Giorgio Agamben, Quand la maison brûle, traduit de l’italien par Leo Texier, Rivages, coll. « Bibliothèque », hiver 2021-22, 80 pages, 12 €, ISBN : 978-2-7436-5491-7.

 

Nul n’aura été plus en pointe dans le combat contre la Grande Terreur sanitaire que le philosophe italien Giorgio Agamben, dernier grand de la philosophie mondiale encore en activité selon nous (il a connu et fréquenté Pasolini, Klossowski, Guy Debord, Deleuze, Foucault, etc.). Nul livre n’est donc plus urgent à lire (en attendant la traduction française de tous ses écrits sur la crise politico-sanitaire du Covid-19 qu’on peut trouver sur le site de son éditeur italien, Quolibet) que ce Quand la maison brûle.

Ce livre est un recueil de quatre textes indépendants, mais c’est le premier, qui lui donne son titre, qui attire toute notre attention. « Quelle est cette maison qui brûle ? », interroge l’auteur. Est-ce « le pays où tu vis ou bien l’Europe, ou encore le monde entier » ? La réponse du philosophe rejoint celle du philosophe et écrivain Fabrice Hadjadj, premier commentateur sérieux de notre crise dans sa série vidéo « Penser entre la peste et le corona », et qui disait à peu près : « Peut-être que nous ne vivons déjà plus dans une Cité… mais dans une sorte de camp de la vie biologique nue » (je cite de mémoire) : « Peut-être les maisons et les villes ont-elles déjà brûlé, depuis on ne sait combien de temps, dans un unique et immense brasier que nous avons feint de ne pas voir. » Cet incendie, pour Agamben, a commencé avec la Grande Boucherie de 1914-1918, qui jeta dans « les flammes et la folie tout ce qui semblait rester d’intègre ». Il n’a depuis lors « cessé de brûler, sans trêve, à bas bruit »… (Inutile d’insister sur l’incendie intégral que constitua la Seconde Guerre mondiale, n’est-ce pas ?…) Mais que s’est-il donc passé de si spécial en 2020 ? « Aujourd’hui il n’y a plus de flammes, mais seulement des nombres, des chiffres et des mensonges… » Eh oui… car voici ce qui s’est en vérité passé : dans la Bible, la peste tombe sur le peuple israélite quand on commence à compter (dénombrer) les têtes des tribus d’Israël ; en 2020, la Grande Peste politique est subrepticement (peu l’ont dans un premier temps remarqué) arrivée quand on commença à compter linéairement et sans aucune mise en perspective les morts : le fascisme était de retour, sous une forme « sanitaire », importée de Chine…

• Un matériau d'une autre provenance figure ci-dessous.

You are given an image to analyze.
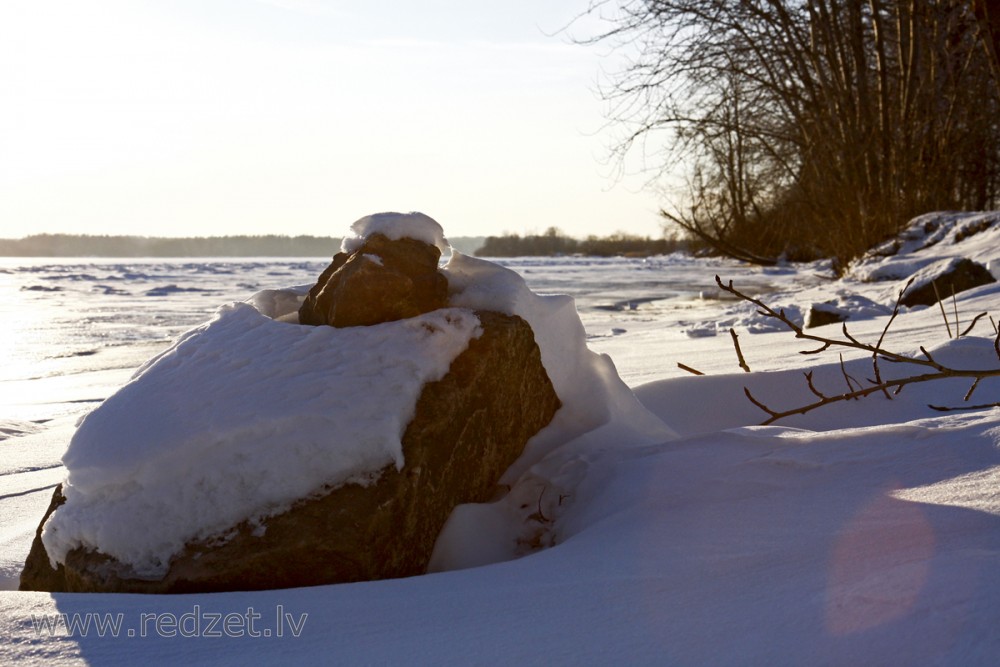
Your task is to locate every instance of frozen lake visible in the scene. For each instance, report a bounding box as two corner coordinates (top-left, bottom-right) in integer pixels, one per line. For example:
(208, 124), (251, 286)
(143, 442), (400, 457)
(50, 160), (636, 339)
(0, 253), (779, 423)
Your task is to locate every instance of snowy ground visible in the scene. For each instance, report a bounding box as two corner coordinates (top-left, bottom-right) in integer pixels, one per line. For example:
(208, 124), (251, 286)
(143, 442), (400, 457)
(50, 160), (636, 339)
(3, 212), (1000, 665)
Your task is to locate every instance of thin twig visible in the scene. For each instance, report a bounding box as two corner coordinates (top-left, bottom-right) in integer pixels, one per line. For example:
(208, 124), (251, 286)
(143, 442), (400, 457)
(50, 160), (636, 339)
(677, 362), (705, 376)
(964, 377), (983, 402)
(748, 369), (1000, 424)
(839, 353), (861, 396)
(730, 328), (751, 372)
(929, 402), (1000, 413)
(805, 371), (828, 399)
(920, 346), (943, 368)
(960, 312), (988, 337)
(933, 280), (953, 338)
(870, 277), (913, 399)
(531, 487), (550, 524)
(841, 322), (862, 346)
(743, 387), (777, 420)
(952, 285), (960, 337)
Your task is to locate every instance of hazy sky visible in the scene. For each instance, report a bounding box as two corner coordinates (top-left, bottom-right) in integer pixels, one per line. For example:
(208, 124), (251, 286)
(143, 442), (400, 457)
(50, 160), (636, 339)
(0, 0), (665, 240)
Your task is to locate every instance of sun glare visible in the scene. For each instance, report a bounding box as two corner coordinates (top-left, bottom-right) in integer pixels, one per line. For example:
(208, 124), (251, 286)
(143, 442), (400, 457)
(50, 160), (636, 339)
(0, 0), (664, 240)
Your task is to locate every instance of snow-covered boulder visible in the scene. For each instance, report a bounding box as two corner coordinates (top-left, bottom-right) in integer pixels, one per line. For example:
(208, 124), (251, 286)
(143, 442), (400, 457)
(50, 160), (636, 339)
(22, 312), (560, 593)
(20, 213), (563, 593)
(804, 303), (849, 329)
(897, 257), (995, 308)
(850, 211), (1000, 284)
(744, 212), (1000, 334)
(804, 294), (890, 329)
(21, 211), (675, 593)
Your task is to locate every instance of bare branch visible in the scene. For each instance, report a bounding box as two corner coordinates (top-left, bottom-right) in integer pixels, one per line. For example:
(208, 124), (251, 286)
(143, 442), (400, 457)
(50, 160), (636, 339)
(929, 402), (1000, 413)
(952, 285), (961, 337)
(919, 346), (944, 369)
(933, 280), (954, 339)
(717, 275), (920, 365)
(730, 328), (751, 372)
(576, 0), (1000, 269)
(678, 362), (705, 376)
(744, 387), (780, 422)
(747, 368), (1000, 424)
(960, 312), (988, 337)
(841, 323), (862, 346)
(839, 353), (861, 396)
(871, 276), (914, 399)
(718, 277), (1000, 425)
(805, 371), (828, 399)
(965, 376), (983, 402)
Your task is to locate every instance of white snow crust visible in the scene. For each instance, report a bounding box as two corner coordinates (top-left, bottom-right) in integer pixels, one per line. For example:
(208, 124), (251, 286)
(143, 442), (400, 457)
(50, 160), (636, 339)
(340, 212), (449, 254)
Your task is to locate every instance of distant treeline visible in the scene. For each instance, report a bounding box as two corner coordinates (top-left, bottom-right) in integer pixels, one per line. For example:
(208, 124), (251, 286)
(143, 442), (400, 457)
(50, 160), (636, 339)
(475, 229), (683, 258)
(0, 234), (337, 257)
(0, 234), (486, 257)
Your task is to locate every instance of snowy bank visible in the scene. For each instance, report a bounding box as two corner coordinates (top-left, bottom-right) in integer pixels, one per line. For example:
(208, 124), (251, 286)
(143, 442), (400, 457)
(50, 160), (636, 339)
(4, 211), (1000, 665)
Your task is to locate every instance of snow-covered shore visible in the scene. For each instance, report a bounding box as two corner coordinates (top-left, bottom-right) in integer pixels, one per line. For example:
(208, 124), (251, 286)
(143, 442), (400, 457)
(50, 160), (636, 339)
(4, 211), (1000, 665)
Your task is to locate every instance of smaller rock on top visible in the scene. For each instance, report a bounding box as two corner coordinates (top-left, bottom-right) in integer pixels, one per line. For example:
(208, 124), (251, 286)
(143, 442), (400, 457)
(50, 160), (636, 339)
(341, 212), (450, 254)
(299, 213), (450, 327)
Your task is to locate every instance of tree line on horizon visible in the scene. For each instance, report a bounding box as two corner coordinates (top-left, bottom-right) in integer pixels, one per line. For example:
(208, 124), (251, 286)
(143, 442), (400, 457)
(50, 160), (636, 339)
(0, 233), (488, 257)
(583, 0), (1000, 272)
(0, 234), (343, 257)
(474, 227), (684, 257)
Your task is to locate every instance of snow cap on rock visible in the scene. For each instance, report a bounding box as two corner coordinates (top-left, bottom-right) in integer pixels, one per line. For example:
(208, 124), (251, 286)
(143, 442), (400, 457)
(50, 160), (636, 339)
(342, 212), (450, 254)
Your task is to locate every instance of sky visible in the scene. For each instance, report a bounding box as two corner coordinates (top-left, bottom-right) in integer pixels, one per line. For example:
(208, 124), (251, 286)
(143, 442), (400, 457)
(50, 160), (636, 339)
(0, 0), (667, 241)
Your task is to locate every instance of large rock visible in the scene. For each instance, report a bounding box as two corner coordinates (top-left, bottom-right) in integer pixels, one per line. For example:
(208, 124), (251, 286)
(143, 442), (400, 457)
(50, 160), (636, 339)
(298, 233), (449, 327)
(21, 311), (561, 593)
(20, 485), (67, 592)
(900, 258), (995, 307)
(804, 303), (848, 329)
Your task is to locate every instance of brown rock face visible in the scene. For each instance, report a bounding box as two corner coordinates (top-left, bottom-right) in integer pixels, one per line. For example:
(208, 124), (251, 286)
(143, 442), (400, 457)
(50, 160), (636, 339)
(900, 258), (995, 307)
(21, 311), (561, 593)
(298, 233), (449, 327)
(805, 304), (848, 329)
(19, 485), (67, 592)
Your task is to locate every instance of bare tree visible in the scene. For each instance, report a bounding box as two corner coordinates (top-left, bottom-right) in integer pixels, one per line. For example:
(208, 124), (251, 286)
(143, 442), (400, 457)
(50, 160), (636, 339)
(579, 0), (1000, 271)
(973, 0), (1000, 95)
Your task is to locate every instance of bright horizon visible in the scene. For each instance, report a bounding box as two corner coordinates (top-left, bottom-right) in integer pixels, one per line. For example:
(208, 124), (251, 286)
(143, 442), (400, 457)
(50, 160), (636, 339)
(0, 0), (667, 242)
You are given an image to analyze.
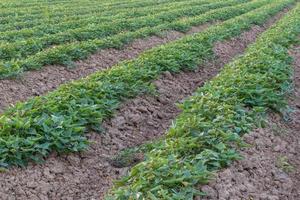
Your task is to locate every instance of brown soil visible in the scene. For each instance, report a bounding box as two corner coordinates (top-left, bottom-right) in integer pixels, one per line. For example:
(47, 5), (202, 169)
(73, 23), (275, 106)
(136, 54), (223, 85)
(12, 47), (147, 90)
(199, 46), (300, 200)
(0, 25), (211, 113)
(0, 13), (283, 199)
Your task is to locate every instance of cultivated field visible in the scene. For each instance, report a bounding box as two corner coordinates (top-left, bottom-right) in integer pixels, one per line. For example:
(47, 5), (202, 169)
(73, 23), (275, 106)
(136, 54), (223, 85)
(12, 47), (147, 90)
(0, 0), (299, 199)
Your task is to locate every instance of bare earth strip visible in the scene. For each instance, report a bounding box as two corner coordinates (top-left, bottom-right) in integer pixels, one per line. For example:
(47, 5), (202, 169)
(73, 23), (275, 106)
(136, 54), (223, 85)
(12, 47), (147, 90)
(0, 11), (288, 200)
(0, 25), (208, 113)
(199, 44), (300, 200)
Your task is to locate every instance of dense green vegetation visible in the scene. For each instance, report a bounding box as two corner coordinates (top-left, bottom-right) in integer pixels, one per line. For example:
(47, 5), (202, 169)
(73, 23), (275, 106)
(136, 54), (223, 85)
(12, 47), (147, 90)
(107, 3), (300, 199)
(0, 0), (224, 37)
(0, 0), (245, 60)
(0, 0), (267, 78)
(0, 0), (293, 168)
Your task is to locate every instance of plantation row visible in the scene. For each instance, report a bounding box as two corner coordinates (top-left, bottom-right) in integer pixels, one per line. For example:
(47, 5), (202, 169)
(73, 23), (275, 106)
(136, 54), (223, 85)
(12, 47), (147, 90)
(0, 0), (233, 46)
(0, 0), (190, 28)
(0, 0), (209, 34)
(0, 0), (204, 35)
(0, 0), (246, 76)
(0, 0), (273, 79)
(0, 0), (294, 168)
(107, 3), (300, 199)
(0, 0), (171, 23)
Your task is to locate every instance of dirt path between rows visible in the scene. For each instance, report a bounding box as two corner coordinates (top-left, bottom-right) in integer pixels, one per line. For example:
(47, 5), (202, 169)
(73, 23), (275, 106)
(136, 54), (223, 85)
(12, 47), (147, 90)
(199, 45), (300, 200)
(0, 11), (289, 200)
(0, 25), (210, 113)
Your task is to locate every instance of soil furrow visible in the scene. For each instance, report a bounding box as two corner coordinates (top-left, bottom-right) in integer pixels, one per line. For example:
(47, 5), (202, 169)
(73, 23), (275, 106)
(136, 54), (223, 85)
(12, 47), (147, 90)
(198, 44), (300, 200)
(0, 10), (288, 200)
(0, 25), (208, 113)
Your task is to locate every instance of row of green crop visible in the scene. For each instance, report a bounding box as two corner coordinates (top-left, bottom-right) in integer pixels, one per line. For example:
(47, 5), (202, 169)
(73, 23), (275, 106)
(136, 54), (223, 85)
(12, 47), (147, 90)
(0, 0), (293, 168)
(0, 1), (98, 13)
(0, 0), (213, 42)
(3, 0), (193, 26)
(0, 0), (122, 15)
(0, 1), (114, 21)
(0, 0), (190, 32)
(0, 0), (107, 9)
(0, 0), (144, 11)
(0, 0), (149, 19)
(0, 0), (194, 33)
(0, 0), (181, 25)
(0, 0), (190, 33)
(0, 0), (70, 9)
(107, 3), (300, 199)
(0, 0), (268, 79)
(0, 0), (233, 61)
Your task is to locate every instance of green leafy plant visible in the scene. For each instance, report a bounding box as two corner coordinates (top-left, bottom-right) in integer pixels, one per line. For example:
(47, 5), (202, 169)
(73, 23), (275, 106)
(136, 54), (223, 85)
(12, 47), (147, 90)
(0, 0), (213, 41)
(0, 0), (293, 168)
(276, 156), (295, 173)
(107, 3), (300, 199)
(0, 0), (269, 78)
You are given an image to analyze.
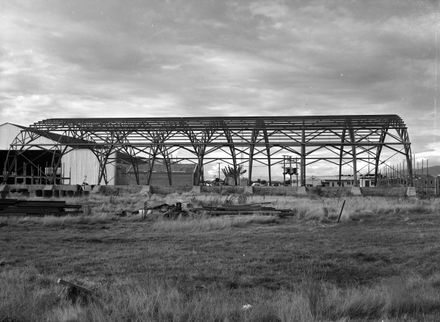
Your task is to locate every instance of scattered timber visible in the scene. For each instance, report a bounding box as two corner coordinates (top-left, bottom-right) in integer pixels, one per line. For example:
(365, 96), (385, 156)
(194, 204), (291, 217)
(337, 200), (346, 223)
(144, 201), (292, 218)
(0, 199), (82, 217)
(58, 278), (93, 294)
(58, 278), (93, 304)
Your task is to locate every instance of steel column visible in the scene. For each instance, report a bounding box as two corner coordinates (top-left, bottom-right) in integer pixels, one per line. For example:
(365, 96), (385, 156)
(348, 121), (358, 187)
(338, 128), (346, 186)
(301, 127), (306, 187)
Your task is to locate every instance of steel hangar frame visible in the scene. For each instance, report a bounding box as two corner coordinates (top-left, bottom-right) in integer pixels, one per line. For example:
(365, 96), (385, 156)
(3, 114), (413, 186)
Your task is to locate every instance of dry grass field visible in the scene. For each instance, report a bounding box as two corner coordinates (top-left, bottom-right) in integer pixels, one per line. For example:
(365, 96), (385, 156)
(1, 192), (440, 321)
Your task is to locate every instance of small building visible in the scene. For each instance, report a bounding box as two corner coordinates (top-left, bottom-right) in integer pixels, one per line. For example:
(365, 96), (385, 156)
(114, 156), (197, 187)
(0, 122), (114, 185)
(1, 123), (199, 187)
(321, 175), (375, 188)
(306, 176), (322, 187)
(413, 174), (439, 196)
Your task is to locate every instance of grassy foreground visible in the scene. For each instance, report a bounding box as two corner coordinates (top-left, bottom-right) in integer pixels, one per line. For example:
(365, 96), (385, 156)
(3, 267), (440, 321)
(1, 194), (440, 321)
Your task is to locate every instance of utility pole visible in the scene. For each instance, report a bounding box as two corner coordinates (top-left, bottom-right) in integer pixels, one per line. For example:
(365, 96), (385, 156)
(218, 162), (221, 182)
(283, 155), (286, 185)
(289, 156), (293, 187)
(426, 159), (429, 195)
(296, 158), (298, 187)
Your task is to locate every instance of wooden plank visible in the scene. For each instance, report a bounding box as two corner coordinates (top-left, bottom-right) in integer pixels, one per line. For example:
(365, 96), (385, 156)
(201, 210), (282, 215)
(58, 278), (93, 294)
(16, 202), (66, 207)
(0, 199), (81, 217)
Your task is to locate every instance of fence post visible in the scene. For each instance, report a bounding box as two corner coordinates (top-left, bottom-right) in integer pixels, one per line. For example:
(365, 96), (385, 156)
(337, 200), (346, 223)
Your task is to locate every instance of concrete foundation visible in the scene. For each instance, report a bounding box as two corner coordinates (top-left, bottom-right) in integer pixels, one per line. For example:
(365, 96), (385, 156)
(361, 186), (410, 197)
(140, 185), (151, 194)
(91, 185), (102, 194)
(0, 183), (424, 199)
(243, 186), (253, 194)
(1, 184), (86, 198)
(297, 186), (307, 195)
(406, 187), (417, 197)
(350, 187), (362, 196)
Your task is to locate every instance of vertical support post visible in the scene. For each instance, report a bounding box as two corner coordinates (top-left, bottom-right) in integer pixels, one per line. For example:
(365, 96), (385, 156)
(248, 152), (253, 185)
(147, 152), (157, 185)
(300, 128), (306, 187)
(50, 145), (58, 185)
(218, 162), (221, 180)
(405, 142), (413, 186)
(223, 128), (237, 185)
(295, 158), (298, 187)
(195, 131), (211, 186)
(14, 157), (18, 184)
(348, 120), (358, 187)
(186, 130), (207, 186)
(195, 153), (205, 186)
(339, 128), (346, 186)
(426, 159), (429, 194)
(283, 156), (286, 185)
(289, 156), (293, 187)
(374, 126), (388, 186)
(131, 157), (140, 185)
(146, 132), (167, 186)
(262, 128), (272, 186)
(98, 160), (108, 185)
(3, 147), (17, 184)
(96, 151), (110, 185)
(161, 146), (172, 186)
(396, 128), (413, 186)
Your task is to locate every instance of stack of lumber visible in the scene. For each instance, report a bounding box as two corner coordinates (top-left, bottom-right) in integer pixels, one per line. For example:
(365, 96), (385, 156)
(0, 199), (82, 217)
(195, 203), (290, 216)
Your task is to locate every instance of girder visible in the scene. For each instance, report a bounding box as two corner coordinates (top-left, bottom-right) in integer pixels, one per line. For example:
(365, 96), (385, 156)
(3, 114), (413, 186)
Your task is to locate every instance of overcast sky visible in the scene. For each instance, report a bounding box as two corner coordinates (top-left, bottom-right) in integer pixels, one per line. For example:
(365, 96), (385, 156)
(1, 0), (439, 163)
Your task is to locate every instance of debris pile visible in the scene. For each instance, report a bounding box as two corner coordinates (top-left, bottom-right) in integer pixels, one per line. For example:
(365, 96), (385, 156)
(144, 201), (189, 219)
(143, 200), (291, 219)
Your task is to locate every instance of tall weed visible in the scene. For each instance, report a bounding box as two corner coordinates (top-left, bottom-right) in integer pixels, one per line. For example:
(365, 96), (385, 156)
(3, 267), (440, 321)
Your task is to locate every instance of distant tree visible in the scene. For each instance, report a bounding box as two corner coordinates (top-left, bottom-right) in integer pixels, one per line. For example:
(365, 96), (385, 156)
(222, 165), (247, 185)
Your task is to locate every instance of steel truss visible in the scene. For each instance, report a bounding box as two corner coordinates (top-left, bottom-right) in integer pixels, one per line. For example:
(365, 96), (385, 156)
(4, 115), (413, 186)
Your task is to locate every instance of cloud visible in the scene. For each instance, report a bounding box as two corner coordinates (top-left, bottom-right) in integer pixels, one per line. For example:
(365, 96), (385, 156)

Agamben décrit ce qu’il voit, et, plus difficile, voit ce qu’il y a à voir : « Nous vivons dans des maisons, des villes consumées de fond en comble comme si elles tenaient encore debout. Les gens feignent d’y habiter et sortent dans la rue masqués parmi les ruines comme s’il s’agissait encore des quartiers familiers d’autrefois. » Que s’est-il passé ? Une propagande comme jamais on n’en vit depuis la Guerre froide est passée par là, renforcée par la toute puissance des outils technologiques et des GAFAM, premiers propagandistes de ladite Terreur : comment imaginer des confinements sans l’informatique, sans le télétravail ? Impossible, n’est-ce pas ? Tout a suivi… jusqu’à l’obligation de présenter un pass vaccinal dans la Cité où vit encore Agamben, Venise, pour pouvoir prendre un vaporetto… « Aujourd’hui la flamme a changé de forme et de nature, elle s’est faite digitale, invisible et froide, mais par là aussi justement toujours plus proche ; elle rôde et nous encercle à chaque instant. » Et nous tournons dans le jour et la nuit, et nous ne sommes même plus consumés (la flamme est trop peu intense)… mais anesthésiés (notre pensée, nos corps). « Comment témoigner d’un monde qui va vers sa ruine les yeux bandés et le visage couvert, d’une république qui s’effondre sans lucidité ni fierté, dans l’abjection et la peur ? » Tel est tout l’enjeu du travail philosophique d’Agamben ; et nous lui en savons infiniment gré.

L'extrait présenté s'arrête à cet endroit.